Einen ganzheitlichen Ansatz von Geburtshilfe vertritt indessen die Hebamme Dorothea Heidorn in ihrem 1985 gegründeten Entbindungshaus. Hier lernen die Frauen, ihre Kinder weitgehend durch eigene Kraft auf die Welt zu bringen. Zu Dorothea Heidorns Praktiken gehört es, den Garten des Entbindungshauses mit Mutterkuchen zum Gedeihen und die hoch Schwangeren zum Takt eine Conga-Trommel zum Tanzen zu bringen. Auch hier kreisen, wie man erstaunt feststellen kann, viele Gedanken um den Tod.
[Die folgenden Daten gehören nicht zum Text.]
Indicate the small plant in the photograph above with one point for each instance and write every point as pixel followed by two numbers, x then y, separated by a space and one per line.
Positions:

Im Film sprechen die Sterbenden, ihre Betreuer, die schwangeren Frauen, die Väter und die Hebamme selbst. Ein Kommentar ist nicht notwendig und die Fragen der Filmemacherin ergeben sich aus Bildern oder Antworten. Die Off-Stimme der Eingangssequenz stellt lediglich die Häuser vor. "Ein guter Ort, um anzukommen", heißt es zu einem Blick auf das idyllisch gelegene Entbindungshaus. Wer krasse Bilder erwartet, wird enttäuscht. Ganz behutsam tastet sich der Film mit seinem Thema vorwärts, während der unablässige Wechsel zwischen den Polen Geburt und Tod fast unmerklich vonstatten geht. Beispielsweise wenn die sterbende Waltraud das Wachsen einer Blume schildert oder wenn eine Mutter von ihren Todesängsten kurz vor dem Zeitpunkt der Geburt berichtet. Angst und Schmerzen kristallisiert Heide Breitels Filmmontage als ein wichtiges verbindendes Moment.

Mit der Menschenwürde ist es wie mit der Gesundheit, solange man sie hat, ist man sich ihr nicht bewusst. An diesem Punkt setzt Leben an. Heide Breitel nimmt sich viel Zeit für scheinbar nebensächliche Beobachtungen. Die Kamera gibt ihre teilnehmende Position nie auf. Sie ist nah dran, bei Waltrauds letztem Bad, ihrem letzten Tanz und ihrem letzen Spaziergang. Zugleich hält sie angemessen Distanz, vor allem dann, wenn sie dem Tod ins Gesicht schaut, die Geburt eines Kindes aus nächster Nähe beobachtet und die Veränderung von Jakob verfolgt. Ein poetischer Film, dem es nicht um außergewöhnliche Einblicke in extreme Situationen geht, sondern um Einsichten in die Notwendigkeit von Humanität in solchen Lebenslagen. Bundesdeutsche Krankenhäuser bekommen in dieser Beziehung oft schlechte Noten. So gesehen wirft Leben auf die aktuelle Debatte zum Thema Euthanasie, die von der Inhumanität der Krankenhäuser, der Angst vor Pflegeabhängigkeit und vor Schmerzen geschürt wird, in alternatives Licht.